Clear breakpoint with index #

  • Changing Variables / Interacting with Code

Command

Description

p <name>

Print value of the variable <name>

!<expr>

Execute the expression <expr> (acts like a Python interpreter)

run [args]

Restart the debugger with sys.argv arguments [args]

q / quit

Exit the debugger

Please refer to references if you want to get more information:

[1] pdb — The Python Debugger

[2] standford physics91si - Pdb Commands

2. vscode/cursor

If you prefer IDE, you can run Run Start Debugging tools for debugging.

2.1 Option 1: Launch debug from a debug icon

image-20260119235304821

  • you may choose python debugger with arguments

    • then input them

    • or write into a config file

      {
        "version": "0.2.0",
        "configurations": [
          {
            "name": "Debug WeDefense train (args)",
            "type": "python",
            "request": "launch",
            "program": "${workspaceFolder}/debug_train.py",
            "console": "integratedTerminal",
            "justMyCode": false,
            "args": [
              "--config", "conf/config_debug.yaml",
              "--exp_dir", "exp/debug",
              "--gpus", "[0]",
              "--num_avg", "2",
              "--data", "data/partialspoof",
              "--data_type", "raw"
            ]
          }
        ]
      }
      
  • or create a debug() function inside of the script to launch, and modify the starting function

    def debug():
      # input your testing code here
    
    if __name__ == "__main__":
      debug()
    

2.2 Option 2: Prepare a debugging startup script.

(provided with chatgpt, but some issues exist for multiple gpus)

# debug_train.py
# Run with VSCode/Cursor debugger (single node, single process) like torchrun.
import os
import sys
import socket
from pathlib import Path


def find_free_port() -> int:
    """Pick an available local TCP port."""
    with socket.socket(socket.AF_INET, socket.SOCK_STREAM) as s:
        s.bind(("127.0.0.1", 0))
        return s.getsockname()[1]


def main():
    # ---- align with your bash variables ----
    config = "conf/config_debug.yaml"
    exp_dir = "exp/debug"
    gpus = "[0]"
    num_avg = "2"
    data = "data/partialspoof"
    data_type = "raw"  # "shard"

    # ---- resolve paths (optional but safer) ----
    repo_root = Path(__file__).resolve().parent
    train_py = repo_root / "wedefense" / "bin" / "train.py"
    if not train_py.exists():
        raise FileNotFoundError(f"Cannot find: {train_py}")
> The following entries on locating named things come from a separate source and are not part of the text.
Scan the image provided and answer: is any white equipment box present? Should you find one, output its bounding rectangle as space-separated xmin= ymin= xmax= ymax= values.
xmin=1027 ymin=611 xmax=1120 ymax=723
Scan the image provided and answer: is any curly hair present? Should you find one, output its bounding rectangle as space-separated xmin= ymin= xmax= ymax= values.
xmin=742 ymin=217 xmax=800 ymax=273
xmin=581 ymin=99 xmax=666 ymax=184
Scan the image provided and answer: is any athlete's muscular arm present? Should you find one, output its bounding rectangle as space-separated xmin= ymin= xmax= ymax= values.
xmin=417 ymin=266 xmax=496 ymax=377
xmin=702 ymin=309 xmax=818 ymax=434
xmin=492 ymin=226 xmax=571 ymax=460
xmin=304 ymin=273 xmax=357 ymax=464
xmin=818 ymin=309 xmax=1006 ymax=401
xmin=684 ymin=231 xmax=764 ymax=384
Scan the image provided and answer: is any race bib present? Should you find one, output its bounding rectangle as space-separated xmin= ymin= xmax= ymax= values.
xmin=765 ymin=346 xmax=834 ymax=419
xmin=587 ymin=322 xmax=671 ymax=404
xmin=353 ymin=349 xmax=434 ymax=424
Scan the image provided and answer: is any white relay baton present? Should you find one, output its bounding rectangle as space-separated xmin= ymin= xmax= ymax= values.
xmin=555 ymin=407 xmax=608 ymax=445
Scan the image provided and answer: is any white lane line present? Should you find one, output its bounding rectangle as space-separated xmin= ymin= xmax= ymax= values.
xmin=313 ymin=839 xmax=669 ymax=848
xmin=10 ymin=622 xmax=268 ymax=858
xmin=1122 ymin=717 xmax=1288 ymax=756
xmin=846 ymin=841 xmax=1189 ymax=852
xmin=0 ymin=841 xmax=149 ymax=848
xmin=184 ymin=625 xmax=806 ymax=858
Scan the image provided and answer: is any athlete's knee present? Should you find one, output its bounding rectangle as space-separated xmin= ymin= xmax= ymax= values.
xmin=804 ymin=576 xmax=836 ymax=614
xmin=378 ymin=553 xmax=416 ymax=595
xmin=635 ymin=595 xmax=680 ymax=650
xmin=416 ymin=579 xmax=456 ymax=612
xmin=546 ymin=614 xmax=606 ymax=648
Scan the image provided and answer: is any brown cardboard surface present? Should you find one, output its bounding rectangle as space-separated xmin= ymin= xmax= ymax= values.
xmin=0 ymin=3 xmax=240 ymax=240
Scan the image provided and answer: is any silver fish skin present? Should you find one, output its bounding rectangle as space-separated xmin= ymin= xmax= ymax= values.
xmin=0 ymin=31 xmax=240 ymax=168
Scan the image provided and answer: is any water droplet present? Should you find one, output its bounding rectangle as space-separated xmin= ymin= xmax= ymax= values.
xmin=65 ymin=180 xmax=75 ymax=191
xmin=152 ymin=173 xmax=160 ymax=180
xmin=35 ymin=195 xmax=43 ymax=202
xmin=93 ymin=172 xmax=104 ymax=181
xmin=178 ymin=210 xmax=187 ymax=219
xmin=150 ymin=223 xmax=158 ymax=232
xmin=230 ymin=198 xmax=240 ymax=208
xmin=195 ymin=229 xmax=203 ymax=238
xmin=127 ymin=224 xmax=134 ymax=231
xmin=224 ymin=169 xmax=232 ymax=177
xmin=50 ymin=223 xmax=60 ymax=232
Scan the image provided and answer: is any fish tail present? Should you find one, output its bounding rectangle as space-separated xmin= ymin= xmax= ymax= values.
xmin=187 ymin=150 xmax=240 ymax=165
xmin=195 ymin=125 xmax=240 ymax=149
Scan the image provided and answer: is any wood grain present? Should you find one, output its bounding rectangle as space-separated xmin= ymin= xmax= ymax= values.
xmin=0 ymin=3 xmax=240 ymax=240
    train_data = repo_root / data / "train" / f"{data_type}.list"
    train_label = repo_root / data / "train" / "utt2lab"
    val_data = repo_root / data / "dev" / f"{data_type}.list"
    val_label = repo_root / data / "dev" / "utt2lab"

    # ---- torchrun-equivalent args ----
    master_addr = socket.gethostname()
    master_port = find_free_port()
    rdzv_endpoint = f"{master_addr}:{master_port}"

    # If you need checkpoint, set it here; else keep None
    checkpoint = None  # e.g. "exp/debug/ckpt.pt"

    # Build argv exactly like your command
    argv = [
        "torchrun",
        "--rdzv_backend=c10d",
        f"--rdzv_endpoint={rdzv_endpoint}",
        "--nnodes=1",
        "--nproc_per_node=1",
        str(train_py),
        "--config", config,
        "--exp_dir", exp_dir,
        "--gpus", gpus,
        "--num_avg", num_avg,
        "--data_type", data_type,
        "--train_data", str(train_data),
        "--train_label", str(train_label),
        "--val_data", str(val_data),
        "--val_label", str(val_label),
    ]
    if checkpoint:
        argv += ["--checkpoint", checkpoint]

    # ---- IMPORTANT: call torch.distributed.run (what torchrun uses) ----
    # This keeps everything in a normal Python process so the debugger can attach.
    from torch.distributed.run import main as torchrun_main

    print("Launching with args:\n", " ".join(argv))
    # torchrun_main reads sys.argv
    sys.argv = argv
    torchrun_main()


if __name__ == "__main__":
    main()

[!NOTE] .ignore file will skip all files start with “debug.” Please remember to comment out this row if you want to keep track such files.